According to the international law, carrying out humanitarian or peacekeeping operations on the territory of a sovereign country takes the national administration’s consent, which obviously is not the case in today’s Libya. Formally, a call addressed to the EU by the UN Office for the Coordination of Humanitarian Affairs could make it possible to send EU forces to Libya – the Office staff invariably shows up whenever something of the kind looms on the horizon. Its people landed in Benghazi last February, and a key officer from the organization arrived at the rebels’ stronghold early this May, which is an indication that something extraordinary is brewing.
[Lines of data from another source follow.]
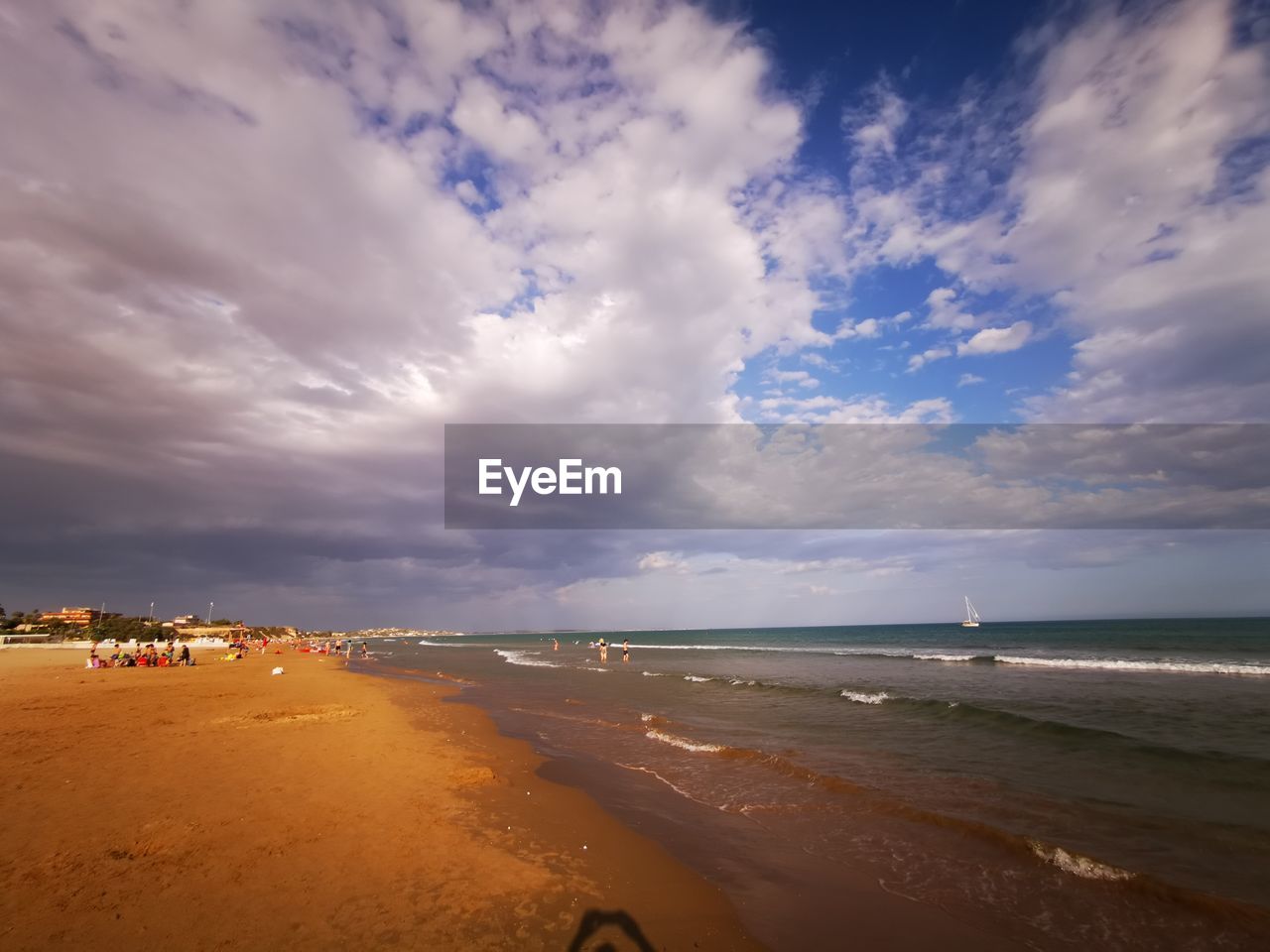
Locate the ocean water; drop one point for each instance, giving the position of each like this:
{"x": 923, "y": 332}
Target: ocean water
{"x": 1097, "y": 782}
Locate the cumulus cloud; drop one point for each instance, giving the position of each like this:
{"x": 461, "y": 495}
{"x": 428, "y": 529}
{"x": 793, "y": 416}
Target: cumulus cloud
{"x": 1129, "y": 149}
{"x": 253, "y": 255}
{"x": 996, "y": 340}
{"x": 935, "y": 353}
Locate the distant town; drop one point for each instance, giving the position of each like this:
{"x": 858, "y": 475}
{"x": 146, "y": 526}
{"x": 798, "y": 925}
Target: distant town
{"x": 86, "y": 624}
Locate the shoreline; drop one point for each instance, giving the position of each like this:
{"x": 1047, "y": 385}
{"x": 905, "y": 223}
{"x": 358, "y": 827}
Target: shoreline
{"x": 221, "y": 807}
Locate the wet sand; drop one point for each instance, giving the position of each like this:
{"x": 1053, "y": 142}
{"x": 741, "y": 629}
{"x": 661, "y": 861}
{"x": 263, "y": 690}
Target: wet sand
{"x": 218, "y": 807}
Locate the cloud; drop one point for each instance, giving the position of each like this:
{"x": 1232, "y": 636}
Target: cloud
{"x": 945, "y": 312}
{"x": 252, "y": 258}
{"x": 661, "y": 561}
{"x": 996, "y": 340}
{"x": 937, "y": 353}
{"x": 1119, "y": 179}
{"x": 848, "y": 329}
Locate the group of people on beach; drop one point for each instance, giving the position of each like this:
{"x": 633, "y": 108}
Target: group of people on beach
{"x": 148, "y": 656}
{"x": 338, "y": 648}
{"x": 603, "y": 649}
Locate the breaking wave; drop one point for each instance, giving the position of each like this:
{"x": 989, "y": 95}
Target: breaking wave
{"x": 525, "y": 658}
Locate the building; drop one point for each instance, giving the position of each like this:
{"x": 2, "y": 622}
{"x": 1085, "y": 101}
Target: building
{"x": 82, "y": 617}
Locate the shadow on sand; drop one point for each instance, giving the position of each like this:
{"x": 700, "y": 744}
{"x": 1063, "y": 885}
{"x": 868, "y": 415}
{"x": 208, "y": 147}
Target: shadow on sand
{"x": 601, "y": 930}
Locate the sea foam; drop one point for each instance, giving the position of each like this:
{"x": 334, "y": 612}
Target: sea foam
{"x": 1078, "y": 865}
{"x": 860, "y": 698}
{"x": 526, "y": 658}
{"x": 684, "y": 744}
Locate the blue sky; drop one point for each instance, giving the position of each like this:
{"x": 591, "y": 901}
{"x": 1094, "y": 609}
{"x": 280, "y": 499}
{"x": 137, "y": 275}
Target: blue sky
{"x": 257, "y": 255}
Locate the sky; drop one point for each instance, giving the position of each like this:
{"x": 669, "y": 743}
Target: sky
{"x": 255, "y": 255}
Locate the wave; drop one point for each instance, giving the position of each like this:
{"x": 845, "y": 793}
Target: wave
{"x": 866, "y": 698}
{"x": 525, "y": 658}
{"x": 1139, "y": 665}
{"x": 683, "y": 743}
{"x": 1078, "y": 865}
{"x": 1116, "y": 664}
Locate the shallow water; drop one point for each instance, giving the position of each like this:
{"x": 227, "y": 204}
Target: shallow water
{"x": 1061, "y": 779}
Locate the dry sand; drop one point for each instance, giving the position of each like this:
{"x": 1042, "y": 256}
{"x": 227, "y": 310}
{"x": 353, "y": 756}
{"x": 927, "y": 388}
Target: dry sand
{"x": 218, "y": 807}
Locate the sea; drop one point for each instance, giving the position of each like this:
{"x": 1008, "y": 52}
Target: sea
{"x": 1092, "y": 783}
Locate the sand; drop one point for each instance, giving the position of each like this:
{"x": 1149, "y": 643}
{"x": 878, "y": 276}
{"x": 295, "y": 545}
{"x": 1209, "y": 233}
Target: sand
{"x": 218, "y": 807}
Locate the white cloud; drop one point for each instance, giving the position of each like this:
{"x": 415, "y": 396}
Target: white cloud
{"x": 945, "y": 312}
{"x": 662, "y": 561}
{"x": 996, "y": 340}
{"x": 937, "y": 353}
{"x": 848, "y": 329}
{"x": 1134, "y": 203}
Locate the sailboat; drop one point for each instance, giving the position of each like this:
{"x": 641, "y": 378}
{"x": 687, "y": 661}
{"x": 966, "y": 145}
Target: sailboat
{"x": 971, "y": 617}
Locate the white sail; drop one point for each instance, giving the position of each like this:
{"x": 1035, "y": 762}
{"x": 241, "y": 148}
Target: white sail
{"x": 971, "y": 617}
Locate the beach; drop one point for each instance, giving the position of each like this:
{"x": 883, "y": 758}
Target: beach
{"x": 220, "y": 807}
{"x": 875, "y": 787}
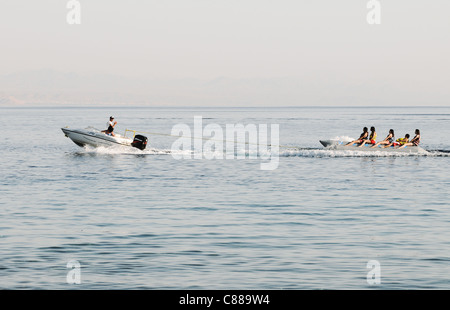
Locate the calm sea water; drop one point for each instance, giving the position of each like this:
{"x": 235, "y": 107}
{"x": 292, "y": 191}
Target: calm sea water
{"x": 138, "y": 220}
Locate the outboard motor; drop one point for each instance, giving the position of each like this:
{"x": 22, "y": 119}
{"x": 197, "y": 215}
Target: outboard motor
{"x": 139, "y": 142}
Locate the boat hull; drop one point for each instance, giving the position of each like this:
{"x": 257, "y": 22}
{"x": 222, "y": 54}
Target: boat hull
{"x": 95, "y": 138}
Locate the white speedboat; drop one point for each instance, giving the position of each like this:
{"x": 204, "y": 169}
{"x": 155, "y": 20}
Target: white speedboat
{"x": 94, "y": 137}
{"x": 341, "y": 145}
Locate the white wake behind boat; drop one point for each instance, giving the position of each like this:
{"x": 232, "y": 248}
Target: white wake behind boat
{"x": 96, "y": 138}
{"x": 341, "y": 145}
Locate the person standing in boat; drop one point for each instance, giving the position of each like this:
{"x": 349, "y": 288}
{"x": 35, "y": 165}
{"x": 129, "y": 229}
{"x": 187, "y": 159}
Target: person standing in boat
{"x": 362, "y": 137}
{"x": 110, "y": 125}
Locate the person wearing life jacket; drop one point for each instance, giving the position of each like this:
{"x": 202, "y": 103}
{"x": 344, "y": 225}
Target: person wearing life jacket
{"x": 414, "y": 141}
{"x": 399, "y": 141}
{"x": 362, "y": 137}
{"x": 110, "y": 125}
{"x": 372, "y": 137}
{"x": 388, "y": 140}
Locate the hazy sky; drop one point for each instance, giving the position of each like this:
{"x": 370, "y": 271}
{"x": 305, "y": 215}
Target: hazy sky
{"x": 319, "y": 40}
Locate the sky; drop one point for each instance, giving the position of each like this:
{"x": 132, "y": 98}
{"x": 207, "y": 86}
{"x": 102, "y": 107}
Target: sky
{"x": 321, "y": 52}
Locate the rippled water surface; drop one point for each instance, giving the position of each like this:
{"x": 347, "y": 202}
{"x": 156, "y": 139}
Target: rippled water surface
{"x": 137, "y": 219}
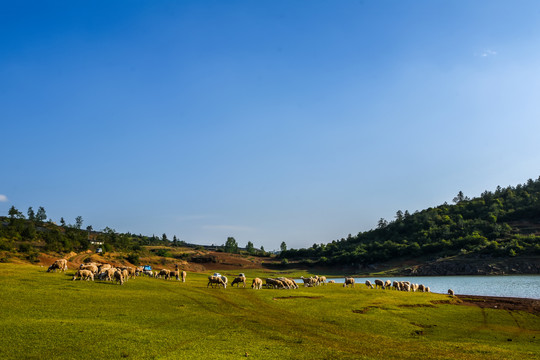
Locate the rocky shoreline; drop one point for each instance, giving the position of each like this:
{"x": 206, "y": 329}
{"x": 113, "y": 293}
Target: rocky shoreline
{"x": 527, "y": 266}
{"x": 503, "y": 303}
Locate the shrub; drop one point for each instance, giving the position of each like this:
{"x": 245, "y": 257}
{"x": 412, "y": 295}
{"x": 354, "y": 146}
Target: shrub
{"x": 134, "y": 259}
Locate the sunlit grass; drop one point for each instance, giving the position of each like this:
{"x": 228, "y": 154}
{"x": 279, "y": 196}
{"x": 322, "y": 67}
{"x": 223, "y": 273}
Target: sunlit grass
{"x": 46, "y": 315}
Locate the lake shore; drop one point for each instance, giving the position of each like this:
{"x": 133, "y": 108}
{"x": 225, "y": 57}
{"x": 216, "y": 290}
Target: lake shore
{"x": 504, "y": 303}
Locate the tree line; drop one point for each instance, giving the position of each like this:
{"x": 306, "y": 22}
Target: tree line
{"x": 502, "y": 223}
{"x": 33, "y": 233}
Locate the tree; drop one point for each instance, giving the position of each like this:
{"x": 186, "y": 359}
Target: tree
{"x": 250, "y": 248}
{"x": 78, "y": 222}
{"x": 14, "y": 213}
{"x": 231, "y": 246}
{"x": 41, "y": 216}
{"x": 460, "y": 197}
{"x": 31, "y": 214}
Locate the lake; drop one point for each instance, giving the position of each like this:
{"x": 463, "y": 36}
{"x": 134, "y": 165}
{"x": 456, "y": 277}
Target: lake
{"x": 525, "y": 286}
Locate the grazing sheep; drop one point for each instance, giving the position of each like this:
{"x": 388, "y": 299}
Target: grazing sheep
{"x": 256, "y": 284}
{"x": 163, "y": 272}
{"x": 131, "y": 271}
{"x": 274, "y": 283}
{"x": 92, "y": 267}
{"x": 60, "y": 264}
{"x": 84, "y": 275}
{"x": 106, "y": 274}
{"x": 406, "y": 286}
{"x": 118, "y": 277}
{"x": 294, "y": 284}
{"x": 104, "y": 267}
{"x": 348, "y": 281}
{"x": 308, "y": 281}
{"x": 379, "y": 283}
{"x": 125, "y": 274}
{"x": 239, "y": 279}
{"x": 175, "y": 274}
{"x": 148, "y": 273}
{"x": 218, "y": 280}
{"x": 289, "y": 283}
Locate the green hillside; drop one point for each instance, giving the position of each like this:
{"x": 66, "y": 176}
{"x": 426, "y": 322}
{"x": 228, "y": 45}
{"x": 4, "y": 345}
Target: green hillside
{"x": 504, "y": 223}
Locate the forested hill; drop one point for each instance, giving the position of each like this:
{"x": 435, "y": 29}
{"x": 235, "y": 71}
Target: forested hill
{"x": 503, "y": 223}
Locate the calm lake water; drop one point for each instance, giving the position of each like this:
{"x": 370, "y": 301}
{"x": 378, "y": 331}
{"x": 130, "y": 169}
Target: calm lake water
{"x": 526, "y": 286}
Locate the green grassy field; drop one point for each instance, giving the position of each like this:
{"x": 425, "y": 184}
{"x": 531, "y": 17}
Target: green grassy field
{"x": 46, "y": 315}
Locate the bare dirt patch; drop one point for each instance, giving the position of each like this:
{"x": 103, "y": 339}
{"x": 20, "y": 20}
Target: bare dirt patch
{"x": 296, "y": 297}
{"x": 364, "y": 310}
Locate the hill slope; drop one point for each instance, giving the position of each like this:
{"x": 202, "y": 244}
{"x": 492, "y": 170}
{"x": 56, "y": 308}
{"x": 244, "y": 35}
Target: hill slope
{"x": 501, "y": 226}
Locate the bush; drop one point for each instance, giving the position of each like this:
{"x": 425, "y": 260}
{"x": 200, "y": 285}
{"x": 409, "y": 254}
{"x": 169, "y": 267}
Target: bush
{"x": 163, "y": 253}
{"x": 25, "y": 248}
{"x": 134, "y": 259}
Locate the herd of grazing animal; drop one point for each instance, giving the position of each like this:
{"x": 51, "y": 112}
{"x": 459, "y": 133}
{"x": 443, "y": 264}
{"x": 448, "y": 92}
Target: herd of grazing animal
{"x": 107, "y": 272}
{"x": 119, "y": 275}
{"x": 397, "y": 285}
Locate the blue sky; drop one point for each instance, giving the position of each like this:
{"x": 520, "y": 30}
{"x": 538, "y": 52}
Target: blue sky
{"x": 268, "y": 121}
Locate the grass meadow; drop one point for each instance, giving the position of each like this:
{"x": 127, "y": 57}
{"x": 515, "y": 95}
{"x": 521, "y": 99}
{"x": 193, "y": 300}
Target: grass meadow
{"x": 46, "y": 315}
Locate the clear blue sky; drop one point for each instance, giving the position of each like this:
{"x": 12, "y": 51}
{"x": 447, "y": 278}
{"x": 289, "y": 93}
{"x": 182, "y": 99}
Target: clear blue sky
{"x": 268, "y": 121}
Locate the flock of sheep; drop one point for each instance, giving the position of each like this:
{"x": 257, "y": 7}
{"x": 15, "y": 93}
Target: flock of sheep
{"x": 388, "y": 284}
{"x": 279, "y": 283}
{"x": 107, "y": 272}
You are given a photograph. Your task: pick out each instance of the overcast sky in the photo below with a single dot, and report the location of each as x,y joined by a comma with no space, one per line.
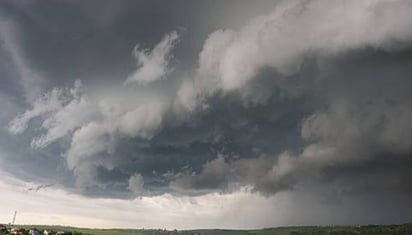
201,114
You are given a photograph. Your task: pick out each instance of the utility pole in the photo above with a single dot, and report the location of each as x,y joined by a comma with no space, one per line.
14,218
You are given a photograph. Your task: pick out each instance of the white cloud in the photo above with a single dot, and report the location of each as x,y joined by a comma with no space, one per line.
298,28
153,64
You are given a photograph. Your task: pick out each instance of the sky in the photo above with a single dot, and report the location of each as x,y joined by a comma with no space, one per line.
205,114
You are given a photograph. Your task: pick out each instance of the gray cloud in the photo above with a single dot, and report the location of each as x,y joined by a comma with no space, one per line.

As for Tripoli, 12 UN employees were flown out of the city in the morning of May 1 when a mob outraged by the killing of Gadhafi’s son and three grandsons in an air raid attacked the UN office. The Libyan administration reportedly apologized for the incident, and the UN staff intends to return under appropriate conditions. In a matter of days, the evacuated staff were in Cairo where a control center for the anticipated humanitarian operation due to start in the eastern part of Libya is being established. The UN is recruiting staff to work in Libya, preference being given to security officers fluent in the Arab language.
The UN security service – the UN Department of Safety and Security – deserves to be mentioned separately. Its chief – Under-Secretary-General for Safety and Security Gregory Starr – spent 20 years with the US Department of State maintaining the security of US missions abroad, so that his being linked to the US intelligence community is an open secret. Interestingly, Algeria, the country where the UN office had been blown up in 2007 and radical Muslim groups currently enjoy a great deal of influence, is not on the West’s democracy promotion agenda. Regardless of the threats, the UN staff in Algeria were allowed to bring their family members to the country and the terrorist alert levels were downgraded. Miraculously, Algeria, the country which is home to the Al Qaeda Organization in the Islamic Maghreb, saw no uprisings or coups when a tide of revolts swept across the Arab world… A thought-provoking combination of circumstances, isn’t it?